Tunisia, Egypt, Bahrain. Who’s next? Yemen or Libya or… Sudan, or Angola?
The race is on for a small set of numbers to predict major upheavals. Violence begins at $7000 per person (PPP) tweets Hans Rosling noting the flare up of pro-democracy protests seem to start at that level of income in Tunisia and last year in Thailand (Egypt is a bit under US$6000 per capita). The Economist has gone for a more sophisticated ‘Shoe Throwers Index’ adding more data. Whilst the NY times special has gone much further with a full range of data for the middle east and north Africa.
What do the countries have in common?
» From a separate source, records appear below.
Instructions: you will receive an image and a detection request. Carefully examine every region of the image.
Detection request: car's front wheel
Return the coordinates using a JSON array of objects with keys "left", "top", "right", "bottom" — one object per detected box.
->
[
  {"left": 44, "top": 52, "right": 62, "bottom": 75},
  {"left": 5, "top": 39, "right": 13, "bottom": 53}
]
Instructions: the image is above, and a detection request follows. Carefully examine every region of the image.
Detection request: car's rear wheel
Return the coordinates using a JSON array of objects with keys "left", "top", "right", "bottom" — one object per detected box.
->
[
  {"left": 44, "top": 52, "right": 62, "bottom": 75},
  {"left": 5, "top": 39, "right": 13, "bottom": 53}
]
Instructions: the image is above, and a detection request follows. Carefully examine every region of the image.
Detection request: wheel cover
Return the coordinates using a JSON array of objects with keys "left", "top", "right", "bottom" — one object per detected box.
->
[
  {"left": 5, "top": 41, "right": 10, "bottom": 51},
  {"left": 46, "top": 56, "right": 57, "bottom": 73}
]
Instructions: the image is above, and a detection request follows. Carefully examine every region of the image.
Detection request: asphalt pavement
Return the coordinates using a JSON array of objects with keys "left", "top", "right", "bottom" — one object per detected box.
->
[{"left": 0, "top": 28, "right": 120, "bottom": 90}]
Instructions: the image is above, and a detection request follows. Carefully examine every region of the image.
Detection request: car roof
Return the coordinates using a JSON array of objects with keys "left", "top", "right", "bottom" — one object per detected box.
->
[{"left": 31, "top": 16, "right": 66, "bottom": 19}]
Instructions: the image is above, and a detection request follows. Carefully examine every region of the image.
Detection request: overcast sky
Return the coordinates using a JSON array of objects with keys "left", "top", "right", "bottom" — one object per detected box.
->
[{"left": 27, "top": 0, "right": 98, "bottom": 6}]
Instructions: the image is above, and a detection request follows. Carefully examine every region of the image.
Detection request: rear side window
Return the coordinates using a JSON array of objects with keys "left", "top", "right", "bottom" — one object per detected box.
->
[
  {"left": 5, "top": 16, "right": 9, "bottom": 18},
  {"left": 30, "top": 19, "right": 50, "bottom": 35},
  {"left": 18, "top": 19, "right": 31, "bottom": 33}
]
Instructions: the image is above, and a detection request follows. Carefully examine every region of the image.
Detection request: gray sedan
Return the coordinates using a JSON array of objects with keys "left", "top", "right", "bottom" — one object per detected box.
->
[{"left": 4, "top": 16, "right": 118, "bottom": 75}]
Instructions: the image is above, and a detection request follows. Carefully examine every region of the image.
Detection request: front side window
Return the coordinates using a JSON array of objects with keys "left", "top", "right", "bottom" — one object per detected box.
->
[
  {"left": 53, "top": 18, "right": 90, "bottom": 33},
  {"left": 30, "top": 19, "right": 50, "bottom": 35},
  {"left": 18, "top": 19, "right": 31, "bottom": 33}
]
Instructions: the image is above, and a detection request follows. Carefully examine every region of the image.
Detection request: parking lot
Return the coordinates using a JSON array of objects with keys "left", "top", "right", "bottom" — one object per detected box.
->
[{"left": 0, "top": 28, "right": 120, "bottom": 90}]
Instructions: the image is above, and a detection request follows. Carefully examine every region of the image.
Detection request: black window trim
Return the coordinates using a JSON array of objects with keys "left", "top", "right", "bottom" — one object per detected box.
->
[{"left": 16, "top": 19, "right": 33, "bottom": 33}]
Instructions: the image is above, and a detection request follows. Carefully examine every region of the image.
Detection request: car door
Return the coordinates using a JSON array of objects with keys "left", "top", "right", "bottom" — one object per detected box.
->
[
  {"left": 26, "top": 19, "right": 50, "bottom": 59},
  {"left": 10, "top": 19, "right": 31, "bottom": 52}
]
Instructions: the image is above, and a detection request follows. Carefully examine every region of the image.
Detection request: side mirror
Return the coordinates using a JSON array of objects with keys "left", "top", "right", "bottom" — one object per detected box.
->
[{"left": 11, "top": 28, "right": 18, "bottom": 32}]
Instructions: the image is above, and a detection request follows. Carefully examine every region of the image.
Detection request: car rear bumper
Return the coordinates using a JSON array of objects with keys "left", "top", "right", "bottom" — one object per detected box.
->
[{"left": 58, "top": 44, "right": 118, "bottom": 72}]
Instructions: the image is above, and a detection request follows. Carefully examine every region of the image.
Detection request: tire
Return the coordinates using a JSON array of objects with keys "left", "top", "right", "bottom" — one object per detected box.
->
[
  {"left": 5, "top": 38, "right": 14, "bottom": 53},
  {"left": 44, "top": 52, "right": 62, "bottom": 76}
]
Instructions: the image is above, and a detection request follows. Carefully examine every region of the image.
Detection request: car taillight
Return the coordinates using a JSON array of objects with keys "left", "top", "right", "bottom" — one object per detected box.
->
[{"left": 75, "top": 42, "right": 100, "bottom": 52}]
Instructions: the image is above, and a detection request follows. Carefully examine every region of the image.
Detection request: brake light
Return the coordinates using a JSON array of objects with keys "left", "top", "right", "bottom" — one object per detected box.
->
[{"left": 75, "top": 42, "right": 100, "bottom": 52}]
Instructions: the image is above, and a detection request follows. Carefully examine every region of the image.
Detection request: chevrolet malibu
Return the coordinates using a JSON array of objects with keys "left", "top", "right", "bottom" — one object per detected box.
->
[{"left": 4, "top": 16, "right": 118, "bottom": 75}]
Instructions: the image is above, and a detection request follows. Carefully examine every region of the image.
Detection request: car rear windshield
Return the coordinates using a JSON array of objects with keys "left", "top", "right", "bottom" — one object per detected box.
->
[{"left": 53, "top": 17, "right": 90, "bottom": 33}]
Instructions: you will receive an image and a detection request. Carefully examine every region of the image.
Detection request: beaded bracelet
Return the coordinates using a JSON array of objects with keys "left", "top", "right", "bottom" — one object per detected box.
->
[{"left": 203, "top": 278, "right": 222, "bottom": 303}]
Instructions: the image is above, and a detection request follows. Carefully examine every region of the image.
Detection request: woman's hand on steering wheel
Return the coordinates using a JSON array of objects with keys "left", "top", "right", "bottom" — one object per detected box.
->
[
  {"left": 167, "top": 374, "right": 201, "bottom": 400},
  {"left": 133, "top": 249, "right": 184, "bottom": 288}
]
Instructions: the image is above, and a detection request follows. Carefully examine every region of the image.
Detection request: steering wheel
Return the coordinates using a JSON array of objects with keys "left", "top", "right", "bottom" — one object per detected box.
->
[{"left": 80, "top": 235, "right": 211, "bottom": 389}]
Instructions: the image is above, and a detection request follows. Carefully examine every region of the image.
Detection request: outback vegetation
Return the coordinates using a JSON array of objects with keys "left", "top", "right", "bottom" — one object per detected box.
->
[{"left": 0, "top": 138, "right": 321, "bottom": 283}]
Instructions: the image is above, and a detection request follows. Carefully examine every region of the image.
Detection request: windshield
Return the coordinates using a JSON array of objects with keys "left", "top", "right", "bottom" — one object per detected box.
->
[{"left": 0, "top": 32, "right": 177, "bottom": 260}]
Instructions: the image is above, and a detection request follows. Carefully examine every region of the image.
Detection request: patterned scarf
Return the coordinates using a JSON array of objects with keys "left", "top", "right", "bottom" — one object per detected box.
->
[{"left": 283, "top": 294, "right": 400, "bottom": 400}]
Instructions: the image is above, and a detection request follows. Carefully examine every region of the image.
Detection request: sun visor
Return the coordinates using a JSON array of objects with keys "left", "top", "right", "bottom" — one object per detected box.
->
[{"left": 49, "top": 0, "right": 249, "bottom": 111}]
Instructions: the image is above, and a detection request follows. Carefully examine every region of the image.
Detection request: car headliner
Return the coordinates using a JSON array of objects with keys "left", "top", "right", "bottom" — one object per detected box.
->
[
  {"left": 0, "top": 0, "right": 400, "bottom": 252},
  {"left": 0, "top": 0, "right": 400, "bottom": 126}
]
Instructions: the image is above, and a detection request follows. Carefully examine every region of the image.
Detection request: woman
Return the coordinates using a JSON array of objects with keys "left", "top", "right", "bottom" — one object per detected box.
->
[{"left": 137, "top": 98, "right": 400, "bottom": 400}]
Actually seems to boil down to 5 things…
1. The countries across the Middle East and North Africa are all middle income or high income countries in average per capita terms – ie not poor or low income countries;
2. High inequality – high average per capita incomes mask substantial inequalities (see data);
3. Limited political freedoms (see data);
4. The large numbers of young people – part of the demographic bulge or what the US NIC Global Trends 2025 report called the ‘arc of instability’ just two years ago when it noted ‘trends suggest major discontinuities, shocks and surprises’. You don’t say…
5. Low income poverty rates masking high ‘multi-dimensional’ poverty (ie poverty beyond income – see data);
Check out the eye-watering inequality data from the World Bank and others. Across the Middle East and North Africa the richest 20% take 50% of the economic pie and although poverty rates by $1.25 a day (ie monetary or income poverty) are low, poverty rates by UNDP’s multi-dimensional poverty measure (ie health, education, nutrition, shelter, etc – people poor by 3 or more of 10 non-income dimensions) are around 50%.
The thing is there’s plenty of other places mixing middle income country status, youth bulges and inequality with limited civil and political freedoms and high multi-dimensional poverty… making who’s next potentially a much wider question.